Here are a few new pictures, in the first 2 the boys were pushing one another to get at the kale. I told them that they could each have one side but they both wanted to munch on it from the same spot.




Here they are just being 2 sweet boys


----------



## Niamhf

Oh they are just too cute and pretty  little angel faces


----------



## Cody

The boys are coming out of their cage and getting a bit more tame here are a few new pictures
Here they are on top of their cage having a little disagreement about who will be first to get under the cage cover


they both made it


I'm gonna get that millet


thanks for looking


----------



## StarlingWings

They are just so adorable, Cody! Look at their little cute faces  Those are wonderful pictures and I can see they've settled in beautifully 

Do they have names yet?


----------



## Cody

StarlingWings said:


> They are just so adorable, Cody! Look at their little cute faces  Those are wonderful pictures and I can see they've settled in beautifully
> 
> Do they have names yet?


They are really sweet little guys the Blue one is Beau and the green one is Nicky.


----------



## aluz

It's great to see your boys first out of cage adventures and I'm glad some progress has been made in terms of taming! 
They look especially cute under their blankey.


----------



## Bearnoname

Oh Cody, you are so lucky.
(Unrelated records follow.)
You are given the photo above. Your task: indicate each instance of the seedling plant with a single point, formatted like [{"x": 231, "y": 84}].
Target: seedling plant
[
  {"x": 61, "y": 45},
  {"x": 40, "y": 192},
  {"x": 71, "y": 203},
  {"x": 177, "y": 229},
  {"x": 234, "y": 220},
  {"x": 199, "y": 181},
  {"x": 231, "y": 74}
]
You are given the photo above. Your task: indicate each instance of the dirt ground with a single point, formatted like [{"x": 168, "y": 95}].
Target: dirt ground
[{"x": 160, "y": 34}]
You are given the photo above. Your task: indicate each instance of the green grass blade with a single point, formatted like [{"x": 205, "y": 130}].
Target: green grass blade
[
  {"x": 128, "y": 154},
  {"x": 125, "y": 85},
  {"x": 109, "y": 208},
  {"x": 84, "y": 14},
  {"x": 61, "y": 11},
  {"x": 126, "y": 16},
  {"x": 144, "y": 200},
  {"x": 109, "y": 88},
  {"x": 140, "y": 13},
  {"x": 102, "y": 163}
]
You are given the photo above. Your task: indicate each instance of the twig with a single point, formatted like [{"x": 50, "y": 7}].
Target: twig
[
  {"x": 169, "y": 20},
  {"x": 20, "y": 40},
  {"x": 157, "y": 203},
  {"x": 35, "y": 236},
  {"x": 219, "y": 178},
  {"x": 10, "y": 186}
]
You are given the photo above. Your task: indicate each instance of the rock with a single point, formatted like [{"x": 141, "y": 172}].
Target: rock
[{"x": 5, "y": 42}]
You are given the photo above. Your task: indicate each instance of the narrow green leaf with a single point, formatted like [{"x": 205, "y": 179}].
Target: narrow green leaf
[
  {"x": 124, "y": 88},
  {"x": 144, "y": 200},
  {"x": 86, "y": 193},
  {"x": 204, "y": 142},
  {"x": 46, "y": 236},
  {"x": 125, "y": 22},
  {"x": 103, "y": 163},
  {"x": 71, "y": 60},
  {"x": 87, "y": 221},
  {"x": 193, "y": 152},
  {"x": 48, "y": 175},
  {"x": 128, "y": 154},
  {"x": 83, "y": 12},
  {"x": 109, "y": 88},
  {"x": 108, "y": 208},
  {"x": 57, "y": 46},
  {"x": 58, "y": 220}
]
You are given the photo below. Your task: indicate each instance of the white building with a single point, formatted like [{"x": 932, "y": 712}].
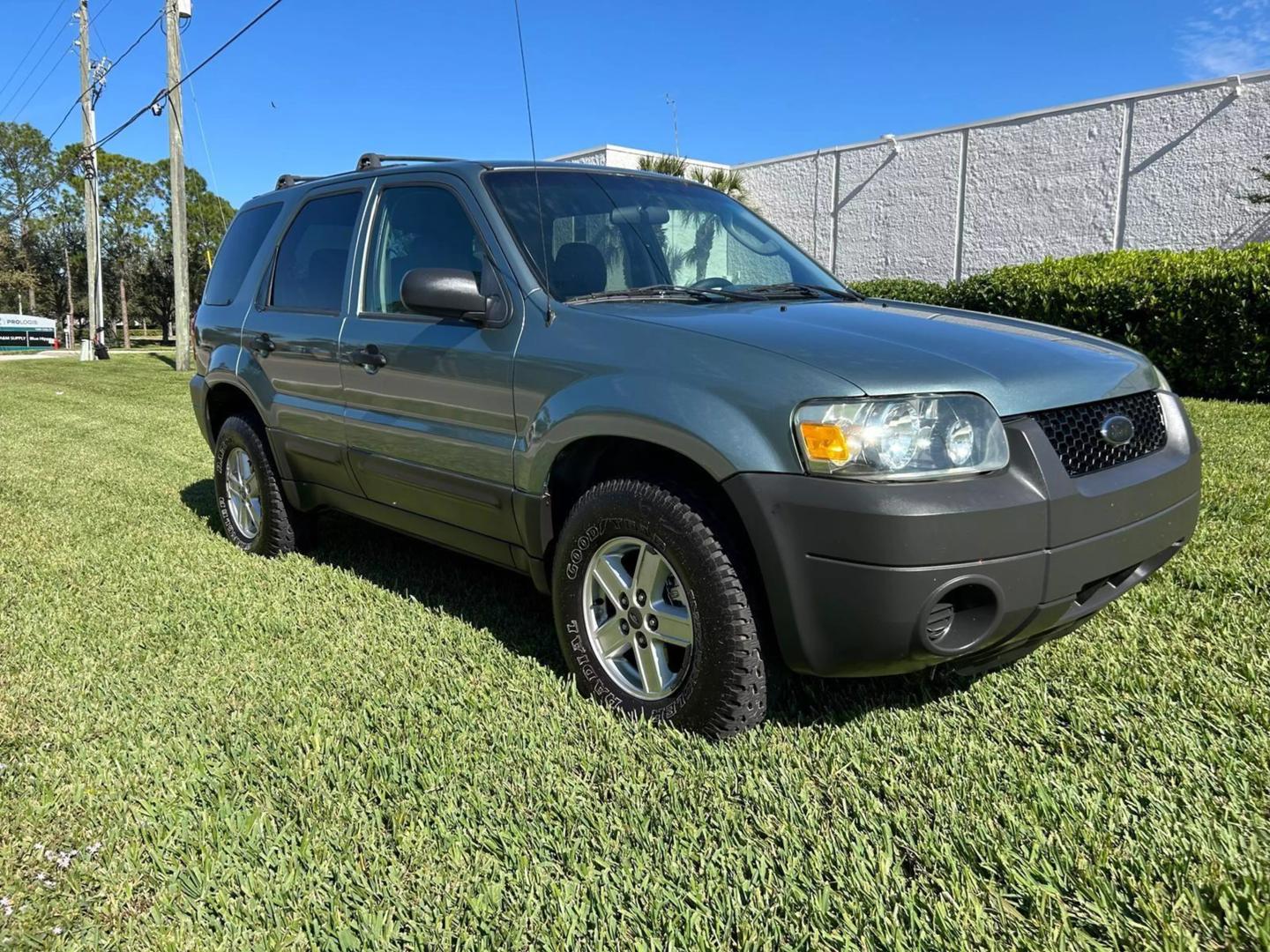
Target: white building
[{"x": 1162, "y": 167}]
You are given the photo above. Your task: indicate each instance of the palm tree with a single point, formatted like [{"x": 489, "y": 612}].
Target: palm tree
[{"x": 727, "y": 181}]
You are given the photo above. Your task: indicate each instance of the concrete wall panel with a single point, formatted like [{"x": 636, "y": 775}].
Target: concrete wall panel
[
  {"x": 1191, "y": 169},
  {"x": 897, "y": 211},
  {"x": 1047, "y": 185}
]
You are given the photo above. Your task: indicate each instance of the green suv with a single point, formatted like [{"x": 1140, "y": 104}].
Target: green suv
[{"x": 706, "y": 450}]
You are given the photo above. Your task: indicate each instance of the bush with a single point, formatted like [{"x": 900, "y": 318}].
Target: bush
[{"x": 1201, "y": 316}]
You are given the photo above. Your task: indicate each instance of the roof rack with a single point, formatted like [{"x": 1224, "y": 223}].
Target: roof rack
[
  {"x": 374, "y": 160},
  {"x": 288, "y": 181}
]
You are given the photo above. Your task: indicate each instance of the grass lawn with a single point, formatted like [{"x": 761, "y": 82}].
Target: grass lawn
[{"x": 374, "y": 743}]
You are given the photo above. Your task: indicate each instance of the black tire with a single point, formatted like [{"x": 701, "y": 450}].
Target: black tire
[
  {"x": 723, "y": 689},
  {"x": 277, "y": 522}
]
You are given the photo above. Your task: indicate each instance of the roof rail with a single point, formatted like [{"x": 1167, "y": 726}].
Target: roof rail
[
  {"x": 288, "y": 181},
  {"x": 374, "y": 160}
]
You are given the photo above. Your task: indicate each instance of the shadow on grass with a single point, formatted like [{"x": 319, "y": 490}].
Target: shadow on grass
[{"x": 508, "y": 606}]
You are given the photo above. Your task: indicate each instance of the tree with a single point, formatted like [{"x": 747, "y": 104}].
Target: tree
[
  {"x": 727, "y": 181},
  {"x": 26, "y": 175},
  {"x": 664, "y": 164},
  {"x": 1264, "y": 178},
  {"x": 129, "y": 193},
  {"x": 207, "y": 216}
]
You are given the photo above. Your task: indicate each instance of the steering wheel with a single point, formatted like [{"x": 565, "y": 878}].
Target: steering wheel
[{"x": 712, "y": 283}]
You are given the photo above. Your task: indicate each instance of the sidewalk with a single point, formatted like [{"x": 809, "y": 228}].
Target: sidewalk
[{"x": 64, "y": 352}]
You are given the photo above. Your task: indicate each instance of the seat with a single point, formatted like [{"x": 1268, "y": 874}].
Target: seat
[{"x": 578, "y": 270}]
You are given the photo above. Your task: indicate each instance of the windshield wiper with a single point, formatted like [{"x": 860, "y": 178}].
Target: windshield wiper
[
  {"x": 663, "y": 292},
  {"x": 796, "y": 290}
]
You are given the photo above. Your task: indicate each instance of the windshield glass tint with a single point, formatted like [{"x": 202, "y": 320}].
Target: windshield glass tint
[{"x": 608, "y": 231}]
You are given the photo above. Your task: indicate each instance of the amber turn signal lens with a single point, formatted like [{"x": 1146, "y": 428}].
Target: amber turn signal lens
[{"x": 825, "y": 441}]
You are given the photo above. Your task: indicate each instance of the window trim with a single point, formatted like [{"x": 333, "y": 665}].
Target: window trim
[
  {"x": 371, "y": 224},
  {"x": 267, "y": 303}
]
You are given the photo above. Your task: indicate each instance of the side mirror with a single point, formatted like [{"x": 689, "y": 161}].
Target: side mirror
[{"x": 444, "y": 291}]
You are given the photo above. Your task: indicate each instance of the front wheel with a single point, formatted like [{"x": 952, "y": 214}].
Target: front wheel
[{"x": 652, "y": 614}]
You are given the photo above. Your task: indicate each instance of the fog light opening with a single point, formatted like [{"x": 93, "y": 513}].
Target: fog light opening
[{"x": 959, "y": 619}]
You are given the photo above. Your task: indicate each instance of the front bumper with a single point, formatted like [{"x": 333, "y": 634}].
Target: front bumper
[{"x": 875, "y": 577}]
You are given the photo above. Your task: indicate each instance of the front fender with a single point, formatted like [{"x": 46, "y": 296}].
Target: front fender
[{"x": 719, "y": 435}]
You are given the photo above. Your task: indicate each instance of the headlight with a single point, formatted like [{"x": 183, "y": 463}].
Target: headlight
[{"x": 902, "y": 438}]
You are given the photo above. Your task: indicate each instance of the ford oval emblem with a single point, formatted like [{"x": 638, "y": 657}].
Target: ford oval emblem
[{"x": 1117, "y": 429}]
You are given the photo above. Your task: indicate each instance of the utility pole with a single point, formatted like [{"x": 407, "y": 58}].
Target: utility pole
[
  {"x": 90, "y": 208},
  {"x": 70, "y": 294},
  {"x": 176, "y": 179}
]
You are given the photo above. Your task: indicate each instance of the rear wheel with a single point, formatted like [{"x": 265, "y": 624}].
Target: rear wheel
[
  {"x": 652, "y": 614},
  {"x": 254, "y": 513}
]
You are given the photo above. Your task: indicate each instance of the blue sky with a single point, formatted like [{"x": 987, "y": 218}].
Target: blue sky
[{"x": 319, "y": 81}]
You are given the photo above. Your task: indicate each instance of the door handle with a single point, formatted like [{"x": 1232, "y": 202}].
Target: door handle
[{"x": 370, "y": 358}]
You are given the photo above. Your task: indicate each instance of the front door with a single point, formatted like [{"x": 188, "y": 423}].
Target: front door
[
  {"x": 429, "y": 397},
  {"x": 292, "y": 333}
]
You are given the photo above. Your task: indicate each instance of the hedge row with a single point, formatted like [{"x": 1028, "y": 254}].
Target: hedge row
[{"x": 1201, "y": 316}]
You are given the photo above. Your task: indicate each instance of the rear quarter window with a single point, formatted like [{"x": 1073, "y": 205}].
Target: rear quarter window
[
  {"x": 236, "y": 253},
  {"x": 312, "y": 256}
]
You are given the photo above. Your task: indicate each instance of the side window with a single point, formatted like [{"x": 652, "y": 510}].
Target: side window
[
  {"x": 417, "y": 227},
  {"x": 312, "y": 257},
  {"x": 238, "y": 250}
]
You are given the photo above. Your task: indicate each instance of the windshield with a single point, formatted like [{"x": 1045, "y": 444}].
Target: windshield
[{"x": 609, "y": 233}]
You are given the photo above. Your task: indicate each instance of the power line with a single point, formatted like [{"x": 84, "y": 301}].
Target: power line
[
  {"x": 32, "y": 72},
  {"x": 122, "y": 57},
  {"x": 207, "y": 152},
  {"x": 159, "y": 98},
  {"x": 40, "y": 36},
  {"x": 48, "y": 77},
  {"x": 164, "y": 93}
]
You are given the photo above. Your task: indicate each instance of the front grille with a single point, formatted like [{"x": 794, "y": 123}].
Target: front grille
[{"x": 1073, "y": 432}]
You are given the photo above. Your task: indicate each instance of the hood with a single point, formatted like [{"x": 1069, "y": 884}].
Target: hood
[{"x": 898, "y": 348}]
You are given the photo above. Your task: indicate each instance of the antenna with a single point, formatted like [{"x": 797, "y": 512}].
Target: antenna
[
  {"x": 675, "y": 120},
  {"x": 534, "y": 156}
]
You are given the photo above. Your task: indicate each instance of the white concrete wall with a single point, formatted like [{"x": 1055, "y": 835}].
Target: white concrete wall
[
  {"x": 1162, "y": 167},
  {"x": 1166, "y": 167}
]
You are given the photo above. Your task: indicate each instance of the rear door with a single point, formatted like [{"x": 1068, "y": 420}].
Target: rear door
[
  {"x": 432, "y": 428},
  {"x": 292, "y": 334}
]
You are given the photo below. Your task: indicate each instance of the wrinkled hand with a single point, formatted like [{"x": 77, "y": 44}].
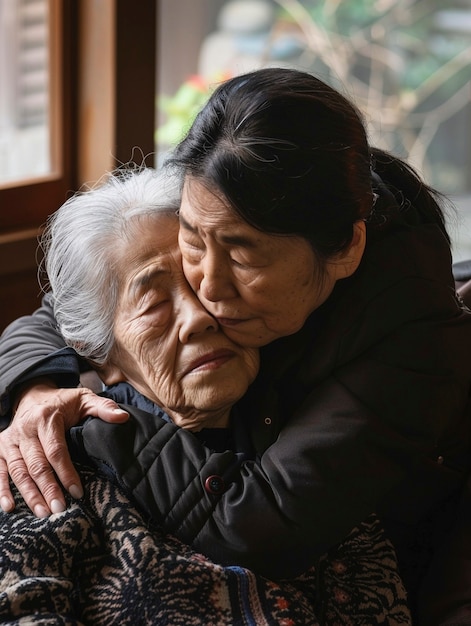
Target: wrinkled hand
[{"x": 33, "y": 449}]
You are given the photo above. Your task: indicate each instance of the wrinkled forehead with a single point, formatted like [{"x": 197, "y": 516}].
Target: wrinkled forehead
[{"x": 146, "y": 240}]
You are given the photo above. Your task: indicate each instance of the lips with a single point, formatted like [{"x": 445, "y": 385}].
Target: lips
[
  {"x": 211, "y": 360},
  {"x": 229, "y": 321}
]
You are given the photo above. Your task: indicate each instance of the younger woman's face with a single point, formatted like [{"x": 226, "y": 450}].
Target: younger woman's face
[{"x": 258, "y": 286}]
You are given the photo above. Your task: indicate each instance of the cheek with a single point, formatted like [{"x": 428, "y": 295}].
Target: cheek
[{"x": 192, "y": 274}]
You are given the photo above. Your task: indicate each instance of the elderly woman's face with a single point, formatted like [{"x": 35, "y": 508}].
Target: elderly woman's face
[
  {"x": 167, "y": 345},
  {"x": 258, "y": 286}
]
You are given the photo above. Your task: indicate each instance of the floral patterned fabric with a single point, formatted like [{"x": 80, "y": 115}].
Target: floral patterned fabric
[{"x": 100, "y": 563}]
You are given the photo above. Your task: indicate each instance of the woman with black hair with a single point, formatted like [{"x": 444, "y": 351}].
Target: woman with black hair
[{"x": 333, "y": 258}]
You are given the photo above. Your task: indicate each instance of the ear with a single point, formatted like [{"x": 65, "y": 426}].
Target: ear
[
  {"x": 110, "y": 373},
  {"x": 347, "y": 262}
]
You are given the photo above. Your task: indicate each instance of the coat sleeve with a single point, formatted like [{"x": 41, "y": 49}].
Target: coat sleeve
[
  {"x": 31, "y": 346},
  {"x": 385, "y": 430}
]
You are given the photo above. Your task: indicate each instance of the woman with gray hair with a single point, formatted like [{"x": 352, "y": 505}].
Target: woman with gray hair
[{"x": 122, "y": 302}]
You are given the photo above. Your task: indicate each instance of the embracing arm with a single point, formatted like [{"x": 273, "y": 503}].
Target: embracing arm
[
  {"x": 34, "y": 361},
  {"x": 370, "y": 436}
]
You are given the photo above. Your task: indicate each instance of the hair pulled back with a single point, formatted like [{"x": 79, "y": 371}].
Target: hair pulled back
[
  {"x": 79, "y": 244},
  {"x": 290, "y": 155}
]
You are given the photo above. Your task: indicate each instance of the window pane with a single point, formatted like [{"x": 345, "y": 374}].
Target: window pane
[
  {"x": 406, "y": 64},
  {"x": 26, "y": 131}
]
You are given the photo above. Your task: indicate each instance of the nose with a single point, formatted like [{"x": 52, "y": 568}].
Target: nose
[
  {"x": 194, "y": 319},
  {"x": 216, "y": 280}
]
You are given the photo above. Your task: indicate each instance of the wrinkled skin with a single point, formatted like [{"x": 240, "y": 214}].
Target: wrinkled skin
[{"x": 166, "y": 344}]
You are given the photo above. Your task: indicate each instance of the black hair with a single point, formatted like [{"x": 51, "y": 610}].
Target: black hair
[{"x": 290, "y": 155}]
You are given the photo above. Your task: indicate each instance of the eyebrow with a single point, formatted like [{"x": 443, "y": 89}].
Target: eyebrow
[
  {"x": 233, "y": 240},
  {"x": 144, "y": 280}
]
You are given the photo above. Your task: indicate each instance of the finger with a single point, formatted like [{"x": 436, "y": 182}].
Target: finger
[
  {"x": 7, "y": 503},
  {"x": 104, "y": 408},
  {"x": 27, "y": 487},
  {"x": 57, "y": 454}
]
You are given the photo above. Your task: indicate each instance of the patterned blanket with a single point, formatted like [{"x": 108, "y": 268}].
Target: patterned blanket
[{"x": 100, "y": 563}]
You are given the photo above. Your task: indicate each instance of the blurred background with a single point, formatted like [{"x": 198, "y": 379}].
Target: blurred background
[{"x": 86, "y": 86}]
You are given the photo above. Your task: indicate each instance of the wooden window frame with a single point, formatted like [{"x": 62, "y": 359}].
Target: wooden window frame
[{"x": 127, "y": 112}]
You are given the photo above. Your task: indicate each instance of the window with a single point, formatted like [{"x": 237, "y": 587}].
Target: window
[
  {"x": 37, "y": 61},
  {"x": 27, "y": 94}
]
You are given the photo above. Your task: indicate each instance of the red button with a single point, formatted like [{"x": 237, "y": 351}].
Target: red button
[{"x": 214, "y": 484}]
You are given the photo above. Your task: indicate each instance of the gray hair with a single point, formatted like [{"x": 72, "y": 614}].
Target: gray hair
[{"x": 78, "y": 244}]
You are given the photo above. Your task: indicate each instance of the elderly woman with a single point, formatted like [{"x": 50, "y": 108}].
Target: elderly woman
[
  {"x": 333, "y": 257},
  {"x": 122, "y": 302}
]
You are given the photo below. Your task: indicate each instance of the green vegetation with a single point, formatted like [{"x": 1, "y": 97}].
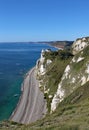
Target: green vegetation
[
  {"x": 54, "y": 71},
  {"x": 73, "y": 112}
]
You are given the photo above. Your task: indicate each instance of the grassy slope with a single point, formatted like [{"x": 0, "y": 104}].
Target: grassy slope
[
  {"x": 54, "y": 71},
  {"x": 71, "y": 114}
]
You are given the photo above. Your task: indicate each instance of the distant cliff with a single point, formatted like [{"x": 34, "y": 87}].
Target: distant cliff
[{"x": 64, "y": 79}]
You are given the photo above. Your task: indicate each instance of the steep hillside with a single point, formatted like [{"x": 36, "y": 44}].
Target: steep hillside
[{"x": 64, "y": 79}]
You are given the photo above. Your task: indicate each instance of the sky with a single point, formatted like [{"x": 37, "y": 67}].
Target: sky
[{"x": 43, "y": 20}]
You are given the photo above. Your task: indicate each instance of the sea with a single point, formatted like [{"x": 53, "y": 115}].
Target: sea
[{"x": 16, "y": 59}]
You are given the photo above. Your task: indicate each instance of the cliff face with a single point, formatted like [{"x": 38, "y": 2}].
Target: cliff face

I have wanted one for a while (never seen any locally in my area) some day I hope a special one will find it's way into my life.


----------



## Cody

Bearnoname said:


> Oh Cody, you are so lucky. I have wanted one for a while (never seen any locally in my area) some day I hope a special one will find it's way into my life.


I searched for months trying to find breeders in my area, there just don't seem to be many people breeding them. Try contacting someone at the Lineolated Parakeet Society maybe they can put you in touch with a breeder.


----------